In his 1922 book The Gift, Marcel Mauss analyzes different models of a gift economy that can be seen as a form of resistance to an expanding market economy. Mauss describes how the exchange of objects between groups builds relationships among them. Giving a gift triggers an inherent obligation on the part of the receiver to reciprocate the gift. The resulting series of exchanges between groups hence provides one of the earliest forms of social solidarity.
Localization, Location, Ubicacióndeparts from this notion of solidarity, working with Mauss’s analysis in the context of a regulated system of gift-giving common to us. Carla Herrera-Prats’s project consists of making and donating a gift––in the form of a book–– to a host of libraries, institutions and research centers that deal with questions of immigration, labor, collaboration and art in Canada, the United States and Mexico. This gift functions as a bridge linking the participating institutions together and examines the way knowledge production and art are formed, disseminated and organized. As a “true gift,” the book requires the reciprocity and participation of its receivers to exist. The book itself consists of photographs and descriptions—provided by the participating libraries—of the shelves where Herrera-Prats’s book is to reside once it is printed.

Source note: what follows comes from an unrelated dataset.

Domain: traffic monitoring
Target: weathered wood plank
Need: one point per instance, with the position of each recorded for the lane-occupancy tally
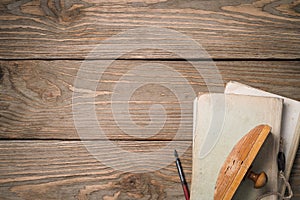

Once accepted, the book is put into the libraries’ circulation and distribution system and listed in various subject categories, including art.
January 28 – March 19, 2010 Pitzer Art Galleries, Pitzer College Co-sponsored by the Pitzer Art Galleries and the Munroe Center for Social Inquiry at Pitzer College 49 pages, with color reproductions ISBN: 978-0-615-31623-9 Essays by Daniel Joseph Martinez, Daniel A. Segal, and Ciara Ennis Edited by Kira Poplowski Catalogue designed by Gabriela Contreras (pdf)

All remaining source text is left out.